BenchMark For TsFile multi-language
This repo compares TsFile and Parquet using the same config and metrics (prepare/write/read time, throughput, file size, memory).
Project structure
benchmark_core/
├── conf.json # Shared config (tablet_num, tag1_num, tag2_num, timestamp_per_tag, field_type_vector)
├── tsfile/ # TsFile benchmarks
│ ├── java/
│ ├── python/
│ └── cpp/
└── parquet/ # Parquet benchmarks
├── java/
├── python/
└── cpp/
Output
Results under /result (or result/ when run locally):
| Format | Language | Summary JSON | Memory CSV |
|---|---|---|---|
| TsFile | Java | results_java.json |
memory_usage_java.csv |
| TsFile | Python | results_python.json |
memory_usage_python.csv |
| TsFile | C++ | (console) | memory_usage_cpp.csv |
| Parquet | Java | results_parquet_java.json |
memory_usage_parquet_java.csv |
| Parquet | Python | results_parquet_python.json |
memory_usage_parquet_python.csv |
| Parquet | C++ | results_parquet_cpp.json |
memory_usage_parquet_cpp.csv |
Each JSON contains: tsfile_size (KB), prepare_time, writing_time, writing_speed, reading_time, reading_speed.
Profile output files (for Python and C++): Flamegraph-related profiling data will be generated to assist with performance analysis.
Requirements
- Python:
tqdm,psutil,pyarrow(for Parquet Python) - Java: Maven (for TsFile and Parquet Java)
- C++: CMake, TsFile C++ (for TsFile C++), Arrow C++ / Parquet C++ (for Parquet C++)
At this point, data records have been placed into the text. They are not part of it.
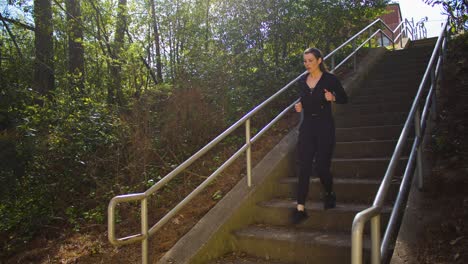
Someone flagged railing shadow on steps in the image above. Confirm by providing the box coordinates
[107,19,424,264]
[351,16,449,264]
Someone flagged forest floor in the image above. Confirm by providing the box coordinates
[4,34,468,264]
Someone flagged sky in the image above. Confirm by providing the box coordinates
[393,0,446,37]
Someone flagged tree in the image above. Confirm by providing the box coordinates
[33,0,55,95]
[425,0,468,31]
[150,0,163,82]
[107,0,127,106]
[66,0,85,93]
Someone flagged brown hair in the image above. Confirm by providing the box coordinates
[304,48,328,72]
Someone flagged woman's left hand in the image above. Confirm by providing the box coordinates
[323,89,335,102]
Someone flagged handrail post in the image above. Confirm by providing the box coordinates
[371,214,381,264]
[141,198,149,264]
[431,66,436,119]
[399,27,403,49]
[331,54,335,70]
[414,107,423,190]
[380,31,383,47]
[245,118,252,187]
[353,40,357,72]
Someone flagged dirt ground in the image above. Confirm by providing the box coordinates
[4,34,468,264]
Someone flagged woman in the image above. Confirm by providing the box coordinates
[292,48,348,224]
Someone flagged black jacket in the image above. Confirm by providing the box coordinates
[298,72,348,117]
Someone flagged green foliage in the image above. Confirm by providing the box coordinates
[424,0,468,32]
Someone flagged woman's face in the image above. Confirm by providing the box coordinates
[304,53,322,73]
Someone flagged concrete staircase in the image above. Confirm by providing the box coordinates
[207,39,435,264]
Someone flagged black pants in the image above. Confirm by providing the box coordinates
[297,116,335,204]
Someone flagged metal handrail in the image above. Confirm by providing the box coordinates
[107,19,408,264]
[351,16,449,264]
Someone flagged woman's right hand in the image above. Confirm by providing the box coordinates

Benchmark Execution Workflow
-
Clone TsFile Source Code
Clone the latest TsFile repository from GitHub to your local machine.
-
Start Docker with Volume Mounts
Launch a Docker container and mount the following directories into the container:
- The cloned TsFile source code
- The TsFile-benchmark repository itself
- A result directory, which should be mounted to /result inside the container to store output files
-
Build and Run Benchmarks in Docker The Docker container will automatically:
- Compile and install the TsFile project
- Run performance benchmarks
- Collect profiling data using perf. Flamegraph results (for C++ and Python) will be generated and stored under the /result directory.